The lovely Peak District National Park is at the heart of Derbyshire’s tourism. Acres of heather, moor and hillside make for stunning panorama around the small stone villages and towns. Built on limestone, the ground is laced with caves and gullies. Where there is a hill such as Mam Tor in the northern High Peak, there are hikers, mountain bikers and keen photographers all vying for the views. The stunning landscape of the Hope Valley is shown below.
Much of the organised tourism is concentrated around commercial ventures that charge an entrance fee such as caverns and stately homes, however, the best of the Peak District is free. It costs nothing to walk in the national park, to admire the plethora of wild flowers, to tour the ancient stone villages and to cycle on the traffic free trails.
All holidaymakers end up spending money though, in the tea shops and eateries, in hiring bicycles, car park payments, in purchasing momentos of their visit. People need somewhere to stay when they arrive, to be able to buy food and eat out and to take part in outdoor activities. But, if you do decide to come to Derbyshire and the Peak District, make the most of it and enjoy as many good things as you can whilst you are here. The heights of the White Peak lend themselves to hang gliding, there is pony trekking and canoeing on the rivers.
Four seasons a year holiday destination
It is easy to see why families come to Derbyshire for the summer when the sun is shining and everyone wants to be outdoors. This is the time to go for picnics, nature walks and to keep the children amused during the summer holidays. The museums and many of the visitor centres are places to visit at any time of year, or when it rains. Take the kids to visit one of the museums in Derbyshire such as Arkwright’s 18th Century Cotton Mill in Matlock Bath to find out how cotton and wool were spun and woven into cloth. Find out about the plague in the village of Eyam and the huge sacrifice made by philanthropic villagers at the Eyam Museum. The National Stone Centre in Wirksworth offers an educational and fun visit that informs about stone, fossils, geology and the industrial past. In visiting these museums, we can all learn about technological and social change.
Teach the children to love Derbyshire
We tend to continue the things that we learn in childhood through to our adult years.
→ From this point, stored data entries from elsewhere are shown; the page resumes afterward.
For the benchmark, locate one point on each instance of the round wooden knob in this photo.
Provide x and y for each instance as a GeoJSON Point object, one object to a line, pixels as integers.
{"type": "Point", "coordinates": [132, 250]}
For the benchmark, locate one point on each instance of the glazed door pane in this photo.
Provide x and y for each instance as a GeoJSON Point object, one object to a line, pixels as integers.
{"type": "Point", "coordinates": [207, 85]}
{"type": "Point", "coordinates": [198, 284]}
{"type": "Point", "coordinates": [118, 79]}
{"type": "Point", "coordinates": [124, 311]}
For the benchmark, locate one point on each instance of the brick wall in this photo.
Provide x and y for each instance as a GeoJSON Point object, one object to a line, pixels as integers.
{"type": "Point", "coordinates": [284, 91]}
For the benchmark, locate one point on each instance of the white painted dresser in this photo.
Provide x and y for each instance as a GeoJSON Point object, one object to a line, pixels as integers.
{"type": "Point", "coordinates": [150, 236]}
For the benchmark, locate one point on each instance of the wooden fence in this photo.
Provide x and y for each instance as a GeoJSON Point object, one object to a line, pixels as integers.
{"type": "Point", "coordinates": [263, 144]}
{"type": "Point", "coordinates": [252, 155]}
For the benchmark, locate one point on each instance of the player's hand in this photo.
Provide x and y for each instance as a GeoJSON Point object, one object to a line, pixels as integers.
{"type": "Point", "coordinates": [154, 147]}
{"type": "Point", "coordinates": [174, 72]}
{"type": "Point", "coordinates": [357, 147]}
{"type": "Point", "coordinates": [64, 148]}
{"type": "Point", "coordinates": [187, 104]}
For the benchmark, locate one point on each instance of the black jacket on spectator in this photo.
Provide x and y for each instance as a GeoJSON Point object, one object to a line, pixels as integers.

It is good to take our children hiking up a hill and teach them the satisfaction of rising to a challenge and succeeding. They should be able to appreciate the views as a reward at the top, or you may have to take chocolate as a reward for when you get there. Parents who go for rambles or cycle rides in the countryside are fostering a love of exercise and the outdoors. We could do the same with nature if we learn about our native trees, flowers and wildlife. Climate change is changing the way we think about holidays; our weather is generally warmer (and perhaps wetter) which makes Derbyshire a much more attractive proposition than scorching days around the Mediterranean.
The Peak District National Park is an all year round adventure playground for all ages. There is so much to it than just walking and scenery. Do come and find out for yourself.